Former Israeli Knesset Member Uri Avenim hits the nail on the head in the final paragraphs of his article The Best Senate Money Can Buy, originally published by Haaretz:
In the US Congress they talk, not only of granting Israel the money it asks for, but also of exciting initiatives of goodwill as, for example, the transfer of the US embassy from Tel Aviv to Jerusalem. Such steps are bound, of course, to undermine the US position and prestige in all the Islamic states; but such considerations do not worry most Congress and Senate members overmuch, as their sole aim is to be re-elected.
The paying of donations to US administration officials is considered one of the most vital sections of Israeli expenditure. Once having paid these tributes to US officials, Israel is thus guaranteed, in return, huge sums of money in the form of US grants.

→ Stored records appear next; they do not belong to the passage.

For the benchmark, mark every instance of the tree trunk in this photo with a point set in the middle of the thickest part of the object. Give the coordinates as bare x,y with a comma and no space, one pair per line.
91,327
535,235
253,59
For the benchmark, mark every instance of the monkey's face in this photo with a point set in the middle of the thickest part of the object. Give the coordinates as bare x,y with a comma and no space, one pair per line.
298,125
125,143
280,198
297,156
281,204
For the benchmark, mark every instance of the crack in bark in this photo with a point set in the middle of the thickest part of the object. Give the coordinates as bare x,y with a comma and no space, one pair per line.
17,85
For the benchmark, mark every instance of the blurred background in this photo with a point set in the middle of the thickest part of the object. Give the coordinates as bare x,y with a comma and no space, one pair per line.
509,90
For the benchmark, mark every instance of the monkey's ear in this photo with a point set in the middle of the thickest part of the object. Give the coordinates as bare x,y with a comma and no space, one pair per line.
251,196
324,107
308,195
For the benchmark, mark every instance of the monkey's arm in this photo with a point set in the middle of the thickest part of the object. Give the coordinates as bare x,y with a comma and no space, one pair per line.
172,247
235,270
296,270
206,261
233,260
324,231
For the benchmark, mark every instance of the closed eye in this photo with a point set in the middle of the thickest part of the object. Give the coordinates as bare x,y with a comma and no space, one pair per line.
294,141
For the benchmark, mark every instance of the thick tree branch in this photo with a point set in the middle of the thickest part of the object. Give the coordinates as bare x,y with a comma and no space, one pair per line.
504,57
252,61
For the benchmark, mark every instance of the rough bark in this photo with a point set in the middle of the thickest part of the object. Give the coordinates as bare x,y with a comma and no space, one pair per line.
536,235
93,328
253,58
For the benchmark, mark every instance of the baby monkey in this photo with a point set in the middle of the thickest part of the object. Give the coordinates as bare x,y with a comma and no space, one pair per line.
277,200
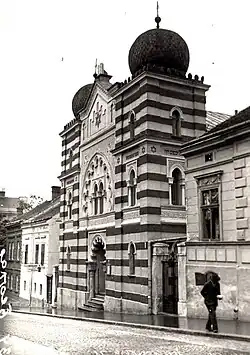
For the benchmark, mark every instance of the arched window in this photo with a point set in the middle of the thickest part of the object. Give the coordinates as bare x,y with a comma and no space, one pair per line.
132,125
70,158
176,119
101,198
95,199
176,187
70,205
132,253
68,257
132,188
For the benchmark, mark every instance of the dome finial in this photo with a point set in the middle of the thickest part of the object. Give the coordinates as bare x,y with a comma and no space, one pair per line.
157,19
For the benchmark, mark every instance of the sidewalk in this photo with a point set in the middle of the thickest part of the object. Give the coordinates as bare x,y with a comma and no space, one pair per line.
237,329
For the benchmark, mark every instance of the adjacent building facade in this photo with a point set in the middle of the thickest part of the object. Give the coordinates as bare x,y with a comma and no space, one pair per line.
40,257
218,216
123,206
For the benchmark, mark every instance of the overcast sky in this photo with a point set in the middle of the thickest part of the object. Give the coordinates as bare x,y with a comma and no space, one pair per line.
37,87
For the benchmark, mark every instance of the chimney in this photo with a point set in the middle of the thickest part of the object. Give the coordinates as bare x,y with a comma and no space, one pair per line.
56,191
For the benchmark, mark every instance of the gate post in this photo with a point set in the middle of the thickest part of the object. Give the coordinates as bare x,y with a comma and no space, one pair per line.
182,277
160,253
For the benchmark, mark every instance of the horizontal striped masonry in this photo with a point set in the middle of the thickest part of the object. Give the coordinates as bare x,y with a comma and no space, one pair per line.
72,170
150,134
71,235
75,156
73,287
72,138
128,296
66,151
124,246
159,119
161,91
140,228
125,262
128,279
73,274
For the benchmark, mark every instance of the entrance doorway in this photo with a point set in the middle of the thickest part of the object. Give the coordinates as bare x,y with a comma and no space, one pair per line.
100,274
98,257
170,282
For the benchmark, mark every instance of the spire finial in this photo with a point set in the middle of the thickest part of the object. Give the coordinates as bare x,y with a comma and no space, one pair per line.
157,19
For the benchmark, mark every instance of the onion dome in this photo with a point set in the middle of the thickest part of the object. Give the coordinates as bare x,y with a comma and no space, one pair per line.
80,99
159,49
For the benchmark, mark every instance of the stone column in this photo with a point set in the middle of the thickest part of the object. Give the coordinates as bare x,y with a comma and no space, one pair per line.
182,279
160,253
170,183
92,271
54,285
183,202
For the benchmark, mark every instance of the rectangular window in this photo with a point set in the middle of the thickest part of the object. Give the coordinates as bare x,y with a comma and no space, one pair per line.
13,251
210,214
17,283
42,253
36,253
208,157
18,251
26,254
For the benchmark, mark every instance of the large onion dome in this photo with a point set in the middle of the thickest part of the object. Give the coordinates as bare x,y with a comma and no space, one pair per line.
159,48
80,99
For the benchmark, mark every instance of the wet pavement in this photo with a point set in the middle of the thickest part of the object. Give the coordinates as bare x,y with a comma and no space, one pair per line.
33,334
163,320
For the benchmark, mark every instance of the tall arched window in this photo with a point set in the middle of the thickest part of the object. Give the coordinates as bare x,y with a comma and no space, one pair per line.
176,119
68,257
95,199
132,187
70,205
70,158
132,258
176,187
132,125
101,197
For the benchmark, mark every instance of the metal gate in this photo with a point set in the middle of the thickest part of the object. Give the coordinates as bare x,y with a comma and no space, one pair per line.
170,283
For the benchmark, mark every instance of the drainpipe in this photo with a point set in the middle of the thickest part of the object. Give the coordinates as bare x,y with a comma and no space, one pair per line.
150,296
236,309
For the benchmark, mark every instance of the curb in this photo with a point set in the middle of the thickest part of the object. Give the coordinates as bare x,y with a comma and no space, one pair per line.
144,326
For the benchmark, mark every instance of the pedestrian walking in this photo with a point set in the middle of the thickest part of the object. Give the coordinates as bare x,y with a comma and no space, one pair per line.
211,294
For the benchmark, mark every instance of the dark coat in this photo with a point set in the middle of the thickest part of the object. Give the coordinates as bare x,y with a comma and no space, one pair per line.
210,292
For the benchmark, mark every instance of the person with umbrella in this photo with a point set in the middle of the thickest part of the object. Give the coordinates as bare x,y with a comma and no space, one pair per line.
211,294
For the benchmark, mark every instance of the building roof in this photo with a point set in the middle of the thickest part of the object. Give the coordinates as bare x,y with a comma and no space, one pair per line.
234,127
231,121
48,212
215,118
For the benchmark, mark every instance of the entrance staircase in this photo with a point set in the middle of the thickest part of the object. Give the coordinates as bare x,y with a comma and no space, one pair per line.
95,304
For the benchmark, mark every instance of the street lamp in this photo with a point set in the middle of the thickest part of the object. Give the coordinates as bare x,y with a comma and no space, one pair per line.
33,268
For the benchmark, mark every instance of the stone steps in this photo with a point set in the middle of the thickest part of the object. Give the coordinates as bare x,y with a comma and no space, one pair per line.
95,304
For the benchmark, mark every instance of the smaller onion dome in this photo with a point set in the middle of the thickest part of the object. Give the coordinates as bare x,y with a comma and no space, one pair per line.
80,99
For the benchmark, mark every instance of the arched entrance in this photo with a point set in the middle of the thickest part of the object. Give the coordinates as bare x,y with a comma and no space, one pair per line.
98,256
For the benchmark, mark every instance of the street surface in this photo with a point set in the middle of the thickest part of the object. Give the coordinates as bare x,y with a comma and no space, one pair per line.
46,335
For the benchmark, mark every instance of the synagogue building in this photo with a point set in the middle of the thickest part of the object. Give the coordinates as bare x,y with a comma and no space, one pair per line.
123,202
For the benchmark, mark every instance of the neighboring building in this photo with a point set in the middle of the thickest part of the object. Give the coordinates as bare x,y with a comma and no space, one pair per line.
40,257
218,217
14,252
123,185
14,248
8,206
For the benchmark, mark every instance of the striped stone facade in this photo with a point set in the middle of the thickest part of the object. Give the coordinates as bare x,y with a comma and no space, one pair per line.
123,145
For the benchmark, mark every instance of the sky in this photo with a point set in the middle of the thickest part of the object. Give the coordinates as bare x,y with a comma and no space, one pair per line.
37,86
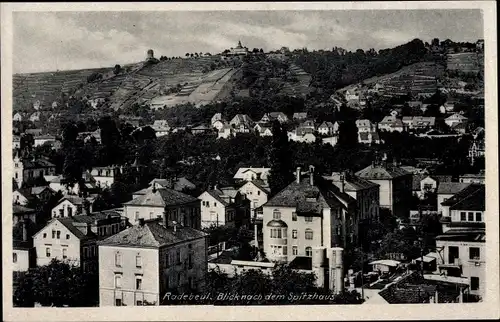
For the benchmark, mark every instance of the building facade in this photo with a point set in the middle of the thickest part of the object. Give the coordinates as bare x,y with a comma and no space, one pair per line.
142,264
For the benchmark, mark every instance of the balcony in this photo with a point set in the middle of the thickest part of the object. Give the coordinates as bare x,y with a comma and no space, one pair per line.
456,264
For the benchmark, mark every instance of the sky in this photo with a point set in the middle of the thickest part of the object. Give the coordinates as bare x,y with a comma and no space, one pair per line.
49,41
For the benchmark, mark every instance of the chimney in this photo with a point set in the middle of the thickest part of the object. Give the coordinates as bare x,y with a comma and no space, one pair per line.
164,219
297,174
311,175
24,225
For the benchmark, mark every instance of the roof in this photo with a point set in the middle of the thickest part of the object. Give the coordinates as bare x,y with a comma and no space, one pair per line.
241,171
449,188
471,198
152,234
380,172
304,197
465,234
387,262
19,210
301,262
351,182
162,197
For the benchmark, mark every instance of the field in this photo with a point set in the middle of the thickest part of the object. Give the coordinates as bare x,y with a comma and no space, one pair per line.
148,84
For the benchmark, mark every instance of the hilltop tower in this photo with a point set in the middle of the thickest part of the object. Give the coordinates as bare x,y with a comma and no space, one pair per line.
150,54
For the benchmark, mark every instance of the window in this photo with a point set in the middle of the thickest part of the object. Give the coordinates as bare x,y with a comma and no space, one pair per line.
276,233
474,253
138,282
118,281
118,259
474,283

For the $4.25m Israel has paid to prime the US Congress, Israel will receive a US grant totalling $2.6bn. for its money, therefore, Israel will have struck the bargain of the century, receiving an interest of 60,000 per cent on its original investment. The extra grant to Israel will increase that interest even more.
Had it been possible to cure the Israeli economic disease with the flood of US dollars, there would have been no problem. The problem is that all this cash flow is to no avail for, according to many economic experts, such arrangements make the situation even more complicated.
One thing, however, is quite clear: Israel is not the 51st state of the United States of America, as some would like to think; rather, the US Congress is one of the occupied areas of Israel.
America is truly Israel's bitch.
Update: There are now a total of 45 Jews in Congress - 32 in the House and 13 in the Senate - setting an all time record. See 'Record no. of Jews elected to Congress', Jerusalem Post, November 5.